Tuesday, September 09, 2008

This Post Was Supposed to be About Computers but it Went Horribly Awry

The human mind is an amazing but sometimes maddening thing. Over the years we have been able to take the very simple concept of on and off and turn it into something amazing, computers that can perform functions ranging from adding 2 + 2 to publishing Big Dave and Company at a set time to theorizing how bridges are going to react when solar heating causes their metal to expand. It's really mind boggling if you sit down and think about it. And you should sit down because it's that deep and amazing. But you know what else we have managed to make computers, which really only understand two things, on or off, be? Totally, absurdly, frustrating.
I have been trying to fix up Eric the Red's computer for, oh, say a year and a half. It really hasn't been that long, maybe more like a month or so, and I haven't really been trying that hard except for the last week or two. But it hasn't been an easy fix for me. And it's not because his computer is broken badly. It's not because he has asked me to do too much. In fact I volunteered. I just can't do it. I don't know if four years of Mac use, where you just install things, or plug them in, and they work have softened me, of if it's because I have gone retarded, or if it is because software has become more complex, but simple things that I have done before with relative ease I don't seem to be able to do anymore. And it makes me sad.
We are not talking about brain surgery here, Company. All I am trying to do is take one operating system off, and put a different one on. No big deal, right? That's what I thought. I've done it before. But apparently operating systems have become more sophisticated and I have not. Because this one does not want to let go. It's like a bear trap caught around a hunter's leg. Doesn't want to let go. It's like someone clinging to the side of an airplane before their first skydive. Doesn't want to let go. It's like an overprotective mother whose child is about to date for the first time. Doesn't want to let go. It's like my dog used to be after he would go fetch the ball. It just won't let go.
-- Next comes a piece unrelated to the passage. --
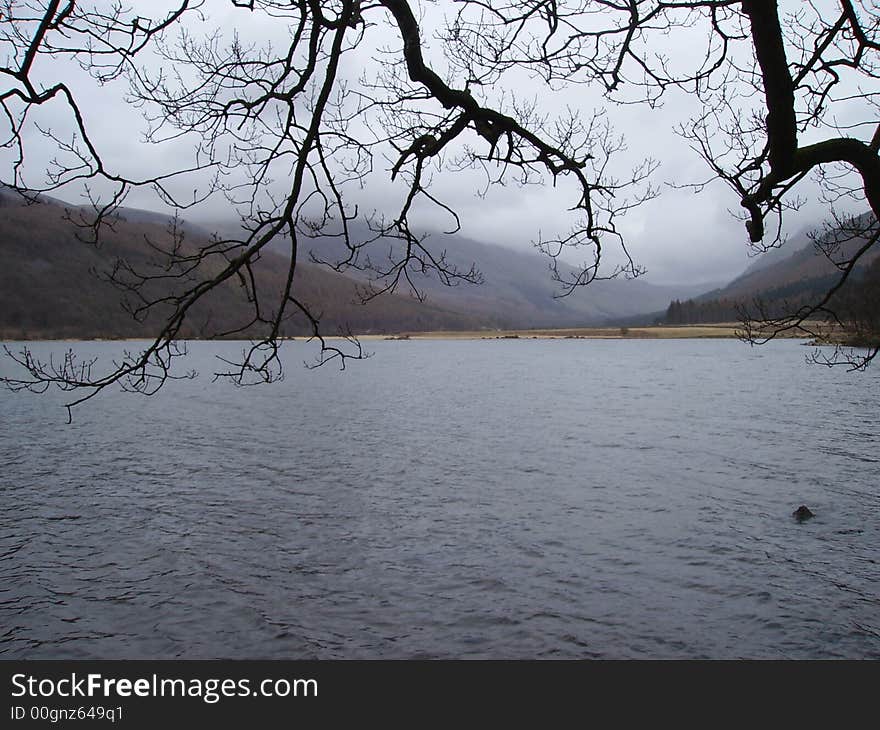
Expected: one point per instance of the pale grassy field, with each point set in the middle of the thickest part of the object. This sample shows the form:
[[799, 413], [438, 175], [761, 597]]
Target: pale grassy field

I guess it's smart, designing your software to be hard to replace. You want your name out there, you want people using your products. But come on. Designing software that doesn't allow itself to be replaced is like designing a car that won't let you put on better tires. I am sure that your tires are wonderful Pontiac G6, but I live in the Great White North, I need some snow tires. And I can replace them. But when I need an operating system that works with all my shit, God forbid I can get that. So now I had to call in the professionals, and by that I mean Christoff, who bails me out on just about every single computer issue that I have, and he will have it done in, oh say, 16 minutes and I will feel like a tool. But he's got the tools and the expertise. I suppose that if he ever needs someone procrastinate badly I would be able to repay the favor. Or maybe someone to plow their car accidentally into his house to collect the insurance money I will be able to start repaying favors to him.
Do you see how computers have me all worked up? Now, I am not complaining. These things happen. I offered and managed to get myself in a little over my head. No big deal. I am amazed at how such a simple little thing became so complex so quickly. Like a white puffy cloud that builds into a raging thunderstorm. Or like simply trying to install a ceiling fan that quickly becomes a whole house rewiring project. Or like trying to move a map cabinet that become a digging expedition. Or like one analogy that suddenly become like eight of them in the same post. I know, I am out of control. But that seems to be how my life is going lately. And all I can do is just ride the wave I guess. I wish it were as simple as yes or no. Black or white. On or off. But then again, look where that got us.